Ordu lehinde tiz ses çıkaran basın
9) Askeriyenin siyasi imtiyazları lehindeki sesler ise tiz de olsa kuvvetli çıkmaya devam ediyor; Kemalist gazete Cumhuriyet ile aşırı-sağcı Yeniçağ, ordunun Atatürk’ün kurduğu laik devleti korumak için önlem alma hakkını eleştirmeye cesaret eden herkesi keskin bir dille suçluyorlar.
Akademisyenler de karargâha çekiliyor
YORUM
10) Ordunun tertipleri ve diğer resmî kurumlarla bir nüfuz alışverişinde olduğu konusunda birbirini izleyen iddialar ile Genelkurmay’ın beceriksizce yaptığı karşı açıklamalar ve yargı yoluyla misillemede bulunma tehditleri, 21’inci yüzyıl Türkiye’sinin askerî vesayete ihtiyacı kalmadığına inanan anaakım kanaat önderleri ve bütün siyasi meşrepleri temsil eden sıradan Türkler tarafından giderek daha çok eleştiriliyor. Yasal reformlar sonucunda önemli hükümet ve yargı organlarında eskisi gibi temsil edilmeyen, siyasi muhalefetin beceriksizliği karşısında hayalkırıklığı duyan ve (bir yorumcunun deyişiyle) vesayetinin kamuoyunda şüphecilikle karşılanmasına içerleyen ordu, muhtemelen, kendisine sıcak bakan medya, akademik şahsiyetler ve bazılarının “sivilliği” kuşkulu olan STK’lar aracılığıyla görüşlerini ortaya koyma gayretini yoğunlaştıracaktır. (Önde gelen bir Ankaralı akademisyen ve büyükelçilik kaynağı, kendisinin ve seçilmiş meslektaşlarının, Türk Genelkurmayı’nın siyasi konulardaki görüşlerine ilişkin söylev dinlemek üzere, düzenli olarak Genelkurmay karargâhına davet edildiklerini anlatıyor.)
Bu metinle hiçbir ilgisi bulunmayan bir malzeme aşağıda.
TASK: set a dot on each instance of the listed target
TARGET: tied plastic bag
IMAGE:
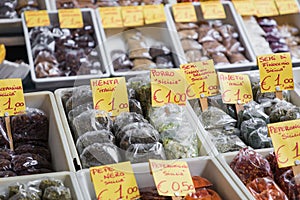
(137, 153)
(266, 189)
(248, 165)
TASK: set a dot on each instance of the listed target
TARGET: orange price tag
(70, 18)
(172, 177)
(154, 14)
(133, 16)
(276, 73)
(213, 10)
(111, 17)
(202, 79)
(2, 52)
(110, 95)
(37, 18)
(285, 138)
(167, 86)
(116, 181)
(12, 99)
(235, 88)
(244, 7)
(184, 12)
(287, 6)
(265, 8)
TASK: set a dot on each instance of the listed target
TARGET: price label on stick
(154, 14)
(133, 16)
(12, 99)
(286, 141)
(265, 8)
(70, 18)
(244, 7)
(287, 6)
(110, 95)
(184, 12)
(37, 18)
(235, 88)
(201, 78)
(276, 72)
(172, 177)
(167, 86)
(114, 182)
(111, 17)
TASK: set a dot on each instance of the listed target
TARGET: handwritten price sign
(172, 177)
(202, 79)
(167, 86)
(111, 17)
(154, 14)
(286, 138)
(11, 97)
(133, 16)
(213, 10)
(235, 88)
(184, 12)
(114, 182)
(37, 18)
(70, 18)
(110, 95)
(275, 71)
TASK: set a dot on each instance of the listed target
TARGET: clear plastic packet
(137, 153)
(188, 34)
(32, 125)
(99, 136)
(266, 189)
(91, 120)
(228, 143)
(62, 193)
(100, 154)
(137, 133)
(248, 165)
(215, 118)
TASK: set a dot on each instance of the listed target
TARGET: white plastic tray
(231, 18)
(69, 179)
(56, 82)
(204, 149)
(160, 32)
(60, 155)
(206, 167)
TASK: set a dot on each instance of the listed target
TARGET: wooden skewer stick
(8, 129)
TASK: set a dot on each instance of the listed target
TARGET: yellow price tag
(2, 52)
(244, 7)
(116, 181)
(213, 10)
(12, 99)
(202, 79)
(110, 95)
(235, 88)
(265, 8)
(70, 18)
(111, 17)
(167, 86)
(285, 138)
(287, 6)
(37, 18)
(133, 16)
(154, 14)
(276, 73)
(172, 176)
(184, 12)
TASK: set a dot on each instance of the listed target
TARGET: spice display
(44, 189)
(211, 40)
(31, 153)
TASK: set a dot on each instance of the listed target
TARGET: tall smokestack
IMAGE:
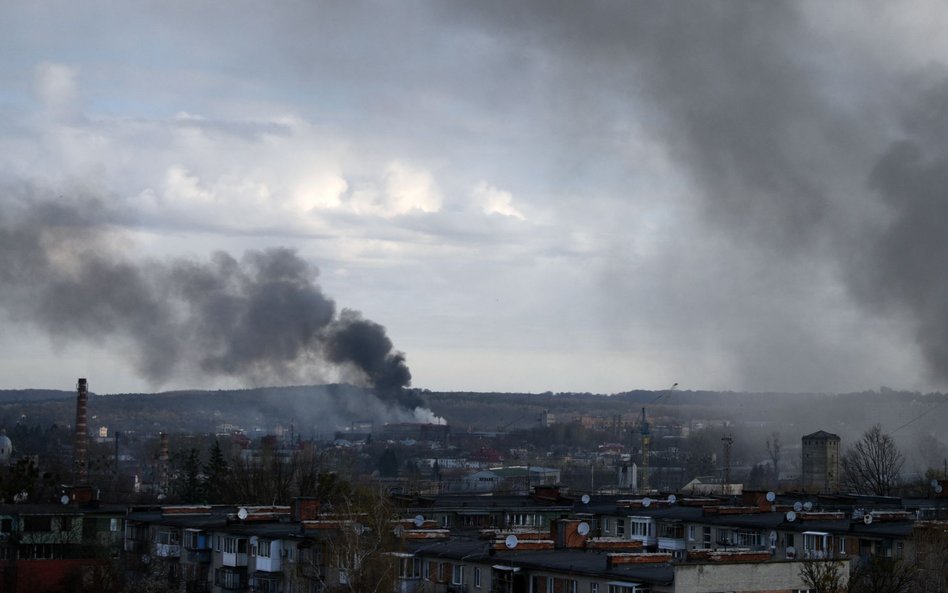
(163, 459)
(82, 435)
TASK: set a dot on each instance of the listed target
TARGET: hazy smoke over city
(809, 171)
(261, 319)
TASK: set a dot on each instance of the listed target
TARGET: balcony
(168, 550)
(197, 556)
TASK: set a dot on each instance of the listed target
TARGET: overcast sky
(529, 196)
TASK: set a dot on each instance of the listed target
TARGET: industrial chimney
(81, 440)
(163, 463)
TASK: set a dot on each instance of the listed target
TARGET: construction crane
(647, 439)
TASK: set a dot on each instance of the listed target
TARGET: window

AKP tehdit altında, ordu da eleştiriliyor
11) Siyasete daha doğrudan bir askerî müdahale ise, yargı, hükümetin yasama girişimlerini engellemeyi sürdürdükçe ve AKP kapatılma tehdidi altında kaldıkça, pek olası değil. Şimdi kendi üzerine de gölge düşmüş olan General Başbuğ, halkın geniş kesiminin saygısına mazhar olmayı sürdüren ama siyasi rolü de kamuoyunda artan ölçüde eleştirilen bir askerî örgütü devralacak.